Adversarial Reinforcement Learning for Detecting False Data Injection Attacks in Vehicular Routing

TL;DR

This paper introduces a reinforcement learning-based game-theoretic framework to detect and mitigate false data injection attacks in vehicular routing, enhancing transportation network resilience.

Contribution

It formulates a zero-sum game between attacker and defender and proposes a multi-agent reinforcement learning method to compute Nash equilibrium strategies for attack detection.

Findings

The approach effectively detects false data injection attacks.

It maintains travel time within worst-case bounds.
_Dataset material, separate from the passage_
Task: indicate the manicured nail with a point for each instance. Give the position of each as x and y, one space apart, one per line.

It outperforms baseline detection methods.

Abstract

In modern transportation networks, adversaries can manipulate routing algorithms using false data injection attacks, such as simulating heavy traffic with multiple devices running crowdsourced navigation applications, to mislead vehicles toward suboptimal routes and increase congestion. To address these threats, we formulate a strategically zero-sum game between an attacker, who injects such perturbations, and a defender, who detects anomalies based on the observed travel times of network edges. We propose a computational method based on multi-agent reinforcement learning to compute a Nash equilibrium of this game, providing an optimal detection strategy, which ensures that total travel time remains within a worst-case bound, even in the presence of an attack. We present an extensive experimental evaluation that demonstrates the robustness and practical benefits of our approach, providing a powerful framework to improve the resilience of transportation networks against false data injection. In particular, we show that our approach yields approximate equilibrium policies and significantly outperforms baselines for both the attacker and the defender.